Transport do zakładów pracy powinien być organizowany przez urzędy pracy – taki pomysł zasugerował Stanisław Szwed, wiceminister rodziny, pracy i polityki społecznej. To pomysł idący w dobrym kierunku. Ale czy transport dla bezrobotnych nie będzie jedynie kolejnym, niezrealizowanym pomysłem?
Niewidzialna ręka rynku nie ureguluje wszystkiego. To stwierdzenie co prawda wciąż dla wielu jest abstrakcją. Zdaje się nawet, że w redakcji Bezprawnika nie spotkałoby się ono z powszechną aprobatą. Niemniej, być może w związku z coraz mniejszą aktywnością Leszka Balcerowicza czy Janusza Korwin-Mikke w życiu publicznym, coraz więcej osób zdaje się popierać interwencjonizm państwa tam, gdzie jest on konieczny czy potrzebny. Wolny rynek to niewątpliwie fajna sprawa, w końcu lata gospodarki centralnie sterowanej pokazały niewątpliwe wady tego drugiego modelu – ale trzeba naprawdę grubych, różowych okularów, aby nie dostrzegać wad liberalnego kapitalizmu w jego polskim wydaniu. Kazus tego, jak wygląda praca w Amazonie dobitnie pokazuje wypaczenia wolnego rynku.
Jednym z problemów transformacji był upadek lokalnego transportu drogowego i, zwłaszcza, kolejowego po 1989 roku. Spowodowało to, że wciąż wielu rodaków ma problem z dojazdami do pracy, szkół czy urzędów. W mniejszych miejscowościach czy wsiach posiadanie samochodu, choćby trupa na kołach, to konieczność, nie luksus. W każdym razie słabo rozwinięty, upadły transport lokalny to przeszkoda w zmniejszaniu bezrobocia – wiele osób bez pracy narzeka na brak możliwości codziennego dojeżdżania do zakładów pracy. Pracodawcom zaś nie zawsze opłaca się organizowanie takiego transportu na własną rękę. Koło się zamyka – ludzie bez pracy nie mogą znaleźć pracy, a zakłady pracy bez pracowników nie mogą znaleźć pracowników.

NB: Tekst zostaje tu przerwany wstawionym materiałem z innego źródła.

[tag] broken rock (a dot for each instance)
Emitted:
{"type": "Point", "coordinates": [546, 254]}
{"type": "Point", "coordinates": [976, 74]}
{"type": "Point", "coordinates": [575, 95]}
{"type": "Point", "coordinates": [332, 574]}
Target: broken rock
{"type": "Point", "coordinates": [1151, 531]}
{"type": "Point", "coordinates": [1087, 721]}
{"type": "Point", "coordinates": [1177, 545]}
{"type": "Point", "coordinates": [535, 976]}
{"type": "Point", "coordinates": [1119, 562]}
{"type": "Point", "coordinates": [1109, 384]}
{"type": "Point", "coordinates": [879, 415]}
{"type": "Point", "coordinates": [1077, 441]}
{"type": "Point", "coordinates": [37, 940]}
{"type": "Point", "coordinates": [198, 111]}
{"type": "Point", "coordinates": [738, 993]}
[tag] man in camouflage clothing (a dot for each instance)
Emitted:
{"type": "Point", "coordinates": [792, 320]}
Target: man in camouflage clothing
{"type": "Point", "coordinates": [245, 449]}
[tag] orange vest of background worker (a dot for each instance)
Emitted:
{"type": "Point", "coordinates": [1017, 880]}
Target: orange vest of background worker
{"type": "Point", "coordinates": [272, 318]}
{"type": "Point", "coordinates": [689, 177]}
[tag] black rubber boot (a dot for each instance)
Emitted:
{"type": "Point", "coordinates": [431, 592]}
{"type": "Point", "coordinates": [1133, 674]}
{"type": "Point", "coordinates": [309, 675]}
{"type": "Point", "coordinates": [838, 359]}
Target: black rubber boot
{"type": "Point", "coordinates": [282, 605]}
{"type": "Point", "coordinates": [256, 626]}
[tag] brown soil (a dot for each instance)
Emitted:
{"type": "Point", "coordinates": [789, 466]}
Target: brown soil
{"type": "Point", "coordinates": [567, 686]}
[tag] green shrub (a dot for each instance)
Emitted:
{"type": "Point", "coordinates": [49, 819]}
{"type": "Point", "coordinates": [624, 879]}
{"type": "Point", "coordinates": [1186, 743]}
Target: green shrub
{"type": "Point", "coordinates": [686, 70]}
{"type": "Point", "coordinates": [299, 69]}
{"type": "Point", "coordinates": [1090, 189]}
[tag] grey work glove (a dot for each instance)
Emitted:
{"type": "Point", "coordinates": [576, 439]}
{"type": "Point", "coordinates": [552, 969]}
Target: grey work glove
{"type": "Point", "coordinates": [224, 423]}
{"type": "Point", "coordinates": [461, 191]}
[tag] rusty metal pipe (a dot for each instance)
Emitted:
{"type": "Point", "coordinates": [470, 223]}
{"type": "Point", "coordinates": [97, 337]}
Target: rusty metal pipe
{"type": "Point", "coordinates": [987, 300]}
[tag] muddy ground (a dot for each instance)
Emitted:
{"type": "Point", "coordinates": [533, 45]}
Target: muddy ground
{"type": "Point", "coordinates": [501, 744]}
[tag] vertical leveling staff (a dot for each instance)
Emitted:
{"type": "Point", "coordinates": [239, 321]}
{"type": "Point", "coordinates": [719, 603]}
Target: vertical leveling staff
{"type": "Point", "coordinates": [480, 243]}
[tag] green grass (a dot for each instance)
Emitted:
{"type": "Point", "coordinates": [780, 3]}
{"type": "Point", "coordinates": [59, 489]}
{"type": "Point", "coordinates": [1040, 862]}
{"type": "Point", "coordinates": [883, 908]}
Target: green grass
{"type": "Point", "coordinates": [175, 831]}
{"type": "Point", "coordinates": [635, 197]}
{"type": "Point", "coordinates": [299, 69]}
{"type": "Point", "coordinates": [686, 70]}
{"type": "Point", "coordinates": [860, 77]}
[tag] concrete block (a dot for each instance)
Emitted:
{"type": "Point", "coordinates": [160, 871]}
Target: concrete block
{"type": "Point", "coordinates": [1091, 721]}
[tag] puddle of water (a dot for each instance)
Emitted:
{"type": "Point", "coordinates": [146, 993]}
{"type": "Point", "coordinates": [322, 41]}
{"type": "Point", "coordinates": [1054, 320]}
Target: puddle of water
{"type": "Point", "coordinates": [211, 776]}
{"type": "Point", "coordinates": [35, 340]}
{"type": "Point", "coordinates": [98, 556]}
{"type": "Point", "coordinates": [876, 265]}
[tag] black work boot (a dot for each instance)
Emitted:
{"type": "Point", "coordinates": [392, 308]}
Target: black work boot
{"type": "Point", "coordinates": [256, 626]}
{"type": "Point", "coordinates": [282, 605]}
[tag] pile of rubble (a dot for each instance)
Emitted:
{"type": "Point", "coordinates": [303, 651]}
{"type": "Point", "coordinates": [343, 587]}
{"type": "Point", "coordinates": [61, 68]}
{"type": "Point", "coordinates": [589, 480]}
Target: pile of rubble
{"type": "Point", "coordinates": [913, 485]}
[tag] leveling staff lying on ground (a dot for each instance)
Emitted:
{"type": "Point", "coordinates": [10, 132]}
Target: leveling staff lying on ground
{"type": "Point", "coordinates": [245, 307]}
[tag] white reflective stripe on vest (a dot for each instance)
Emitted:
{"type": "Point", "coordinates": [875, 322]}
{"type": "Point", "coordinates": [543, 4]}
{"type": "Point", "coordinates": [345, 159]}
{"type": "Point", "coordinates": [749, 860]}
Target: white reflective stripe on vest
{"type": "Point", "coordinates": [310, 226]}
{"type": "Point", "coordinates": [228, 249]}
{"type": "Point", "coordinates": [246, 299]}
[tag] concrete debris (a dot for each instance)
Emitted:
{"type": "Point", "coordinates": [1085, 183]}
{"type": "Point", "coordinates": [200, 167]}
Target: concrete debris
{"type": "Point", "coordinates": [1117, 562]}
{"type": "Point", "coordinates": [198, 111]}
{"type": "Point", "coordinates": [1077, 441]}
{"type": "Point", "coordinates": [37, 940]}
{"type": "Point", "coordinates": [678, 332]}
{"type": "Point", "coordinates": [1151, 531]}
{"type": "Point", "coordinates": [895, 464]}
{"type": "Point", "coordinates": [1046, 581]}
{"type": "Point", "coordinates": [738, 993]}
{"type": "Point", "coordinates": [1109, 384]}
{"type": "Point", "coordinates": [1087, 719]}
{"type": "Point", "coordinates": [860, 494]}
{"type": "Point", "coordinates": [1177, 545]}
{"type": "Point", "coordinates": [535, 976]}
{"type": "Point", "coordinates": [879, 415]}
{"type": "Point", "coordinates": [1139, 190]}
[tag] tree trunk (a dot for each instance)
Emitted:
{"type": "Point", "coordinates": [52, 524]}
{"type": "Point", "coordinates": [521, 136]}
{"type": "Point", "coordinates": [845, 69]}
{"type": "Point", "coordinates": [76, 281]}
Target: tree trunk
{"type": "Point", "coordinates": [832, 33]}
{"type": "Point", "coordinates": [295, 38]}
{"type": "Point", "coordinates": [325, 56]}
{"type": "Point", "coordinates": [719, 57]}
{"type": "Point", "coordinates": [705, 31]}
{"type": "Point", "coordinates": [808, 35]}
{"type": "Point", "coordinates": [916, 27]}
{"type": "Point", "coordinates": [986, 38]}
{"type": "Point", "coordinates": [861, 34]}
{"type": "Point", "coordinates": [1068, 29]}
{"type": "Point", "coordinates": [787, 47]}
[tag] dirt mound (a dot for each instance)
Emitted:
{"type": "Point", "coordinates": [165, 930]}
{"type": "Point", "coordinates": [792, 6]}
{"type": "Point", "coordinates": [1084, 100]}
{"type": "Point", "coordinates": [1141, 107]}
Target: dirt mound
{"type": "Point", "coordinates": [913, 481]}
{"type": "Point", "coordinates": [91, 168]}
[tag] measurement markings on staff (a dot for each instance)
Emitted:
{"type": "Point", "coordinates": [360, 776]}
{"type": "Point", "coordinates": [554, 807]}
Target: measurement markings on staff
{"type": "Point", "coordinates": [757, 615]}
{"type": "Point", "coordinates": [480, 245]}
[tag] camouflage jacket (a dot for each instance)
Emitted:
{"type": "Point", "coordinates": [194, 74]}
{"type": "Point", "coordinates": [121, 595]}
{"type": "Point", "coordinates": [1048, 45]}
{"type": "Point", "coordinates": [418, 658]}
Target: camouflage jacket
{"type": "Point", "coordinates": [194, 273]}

Bezrobotni do autobusów – mówi minister, a ja się z nim zgadzam
Ministra Stanisława Szweda cytuje Business Insider:
Jednym z zasadniczych problemów, który dotyczy osób bezrobotnych, jest brak transportu. Rozmawiałem z bezrobotnymi osobami, które chciałyby podjąć pracę. Często podkreślają jednak, że nie mogą pracować, bo z ich miejscowości nie ma jak dojechać do miejsca zatrudnienia.
Wolny rynek tego, niestety, nie rozwiązuje. Co innego przejazdy krajowe organizowane przez PolskiegoBusa, co innego transport z Kartuz do Wyczechowa:
Jest kilka dobrych przykładów, gdzie samorząd przejął transport publiczny. Niestety większość z nich pozbywa się tego zobowiązania, sprzedając spółki prywatnym przedsiębiorcom bądź w ogóle je likwidując. Efekt jest taki, że podstawowe obowiązki wynikające z zapewnienia transportu na poziomie powiatu nie są do końca wypełniane. (…) Szukamy też rozwiązań, żeby urzędy pracy miały możliwość wsparcia bezrobotnych, nie tylko jeśli chodzi o oferty pracy, ale również o dowóz takich osób do ewentualnego miejsca pracy.
Szczegółów tej koncepcji nie znamy. Z pewnością nie należy oczekiwać, że na ulice polskich miast, miasteczek i wsi wyjadą kolorowe, klimatyzowane autobusy z napisem „urząd pracy” na karoserii. Ale ogólny kierunek jest ze wszech miar słuszny: państwo (również na szczeblu samorządowym) powinno wspierać rozwój komunikacji lokalnej, nie tylko kołowej, ale i kolejowej, którą strasznie zaniedbano po 1998 roku. W szczególności ten zastój dotyczy regionów biedniejszych. Aktywizacja zawodowa w takich miejscach, z reguły położonych z dala od dużych metropolii (te przecież mają tramwaje, metro czy kolejki podmiejskie), będzie krokiem w celu zmniejszania bezrobocia strukturalnego, może też zapobiec wyludnianiu się gorzej rozwiniętych regionów.
Pytanie tylko, czy transport dla bezrobotnych organizowany przez urząd pracy nie jest jedynie szczątkową, niedopracowaną koncepcją. Bo takie nic nie zmienią. Tak jak program 500 plus to jedynie namiastka polityki prorodzinnej.